Farhan, instruktur fisika Nayif, mengklaim bahwa kelompoknya sering membawa pulang penghargaan hasil studi mereka. Ditandai dengan berbagai medali, mereka telah memenangkan tiga kejuaraan pada tahun 2022. Mereka menerima penghargaan emas di International Avicenna Youth Science Fair yang berbasis di Iran tahun itu.
Baca juga: Ternyata Begini Cara Kerja ChatGPT Menjawab Pertanyaan Pengguna
Mereka kemudian membawa pulang hadiah perak dari World Invention Competition Exhibition (WICE) Malaysia. Mereka membawa penghargaan emas dari ISIF, kompetisi sains dan penemuan internasional yang diselenggarakan di Universitas Pendidikan Ganesha dalam format hybrid di Bali pada tanggal 1-5 November 2022.

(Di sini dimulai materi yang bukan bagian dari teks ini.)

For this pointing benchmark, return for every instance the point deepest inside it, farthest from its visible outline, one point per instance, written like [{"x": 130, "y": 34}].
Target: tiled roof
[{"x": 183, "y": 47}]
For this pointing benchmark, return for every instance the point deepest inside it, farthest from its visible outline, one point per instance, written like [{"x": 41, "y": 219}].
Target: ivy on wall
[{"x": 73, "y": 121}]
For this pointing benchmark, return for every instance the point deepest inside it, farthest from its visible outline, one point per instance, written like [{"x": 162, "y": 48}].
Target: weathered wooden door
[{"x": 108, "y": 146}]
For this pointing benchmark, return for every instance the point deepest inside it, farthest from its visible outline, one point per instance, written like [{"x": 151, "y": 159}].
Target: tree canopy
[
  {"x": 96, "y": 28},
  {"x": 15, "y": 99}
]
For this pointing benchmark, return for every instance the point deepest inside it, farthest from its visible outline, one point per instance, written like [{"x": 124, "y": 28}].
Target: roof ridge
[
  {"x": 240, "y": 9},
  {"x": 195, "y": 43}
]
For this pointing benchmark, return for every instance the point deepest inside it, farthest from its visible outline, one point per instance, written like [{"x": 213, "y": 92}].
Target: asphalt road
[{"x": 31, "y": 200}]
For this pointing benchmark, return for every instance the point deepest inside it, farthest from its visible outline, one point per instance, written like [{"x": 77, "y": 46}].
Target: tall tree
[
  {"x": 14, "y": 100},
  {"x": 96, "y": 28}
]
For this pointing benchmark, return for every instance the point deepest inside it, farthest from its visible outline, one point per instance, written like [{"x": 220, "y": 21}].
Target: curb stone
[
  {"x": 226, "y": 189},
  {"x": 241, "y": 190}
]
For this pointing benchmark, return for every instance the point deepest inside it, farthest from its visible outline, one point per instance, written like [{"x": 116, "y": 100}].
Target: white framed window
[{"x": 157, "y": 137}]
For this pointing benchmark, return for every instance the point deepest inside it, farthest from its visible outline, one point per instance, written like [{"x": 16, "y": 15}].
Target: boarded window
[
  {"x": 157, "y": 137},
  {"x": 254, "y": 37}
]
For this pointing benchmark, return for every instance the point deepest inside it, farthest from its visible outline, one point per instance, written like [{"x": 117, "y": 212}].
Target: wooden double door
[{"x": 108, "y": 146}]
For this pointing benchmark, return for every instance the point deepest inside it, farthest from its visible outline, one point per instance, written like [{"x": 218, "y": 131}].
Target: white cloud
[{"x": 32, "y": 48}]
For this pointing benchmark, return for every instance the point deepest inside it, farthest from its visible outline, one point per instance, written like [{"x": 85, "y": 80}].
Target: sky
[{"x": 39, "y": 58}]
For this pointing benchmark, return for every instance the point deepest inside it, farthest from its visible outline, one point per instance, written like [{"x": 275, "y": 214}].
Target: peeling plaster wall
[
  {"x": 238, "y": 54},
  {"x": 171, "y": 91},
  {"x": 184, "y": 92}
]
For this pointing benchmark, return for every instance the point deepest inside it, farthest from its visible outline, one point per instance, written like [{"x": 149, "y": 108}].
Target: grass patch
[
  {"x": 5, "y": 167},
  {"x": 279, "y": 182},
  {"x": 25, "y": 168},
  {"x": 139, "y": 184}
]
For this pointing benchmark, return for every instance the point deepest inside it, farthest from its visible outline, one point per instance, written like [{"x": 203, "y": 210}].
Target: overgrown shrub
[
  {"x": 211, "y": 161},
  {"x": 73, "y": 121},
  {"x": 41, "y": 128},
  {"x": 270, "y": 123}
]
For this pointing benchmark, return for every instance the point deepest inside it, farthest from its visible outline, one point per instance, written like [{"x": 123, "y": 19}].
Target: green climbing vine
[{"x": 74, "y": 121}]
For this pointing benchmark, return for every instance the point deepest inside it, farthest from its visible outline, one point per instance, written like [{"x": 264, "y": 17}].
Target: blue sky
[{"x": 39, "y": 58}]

Saat ini, Nayif dan kawan-kawan berkeinginan untuk berkarya lagi melalui Lomba Karya Ilmiah Remaja (LKIR), sebuah acara yang diadakan setiap tahun pada bulan Maret oleh Lembaga Ilmu Pengetahuan Indonesia (LIPI). Berdasarkan Peraturan Presiden Nomor 78 Tahun 2021 tentang BRIN, LIPI sendiri diintegrasikan menjadi lembaga penelitian di dalam Badan Riset dan Inovasi Nasional (BRIN) pada tahun 2021.
“Jika kita berhasil di LKIR, mahasiswa kita akan memiliki kesempatan untuk melakukan perjalanan ke Amerika Serikat dan bersaing dengan tim peneliti dari berbagai negara. Itu jauh lebih sulit, kata Farhan.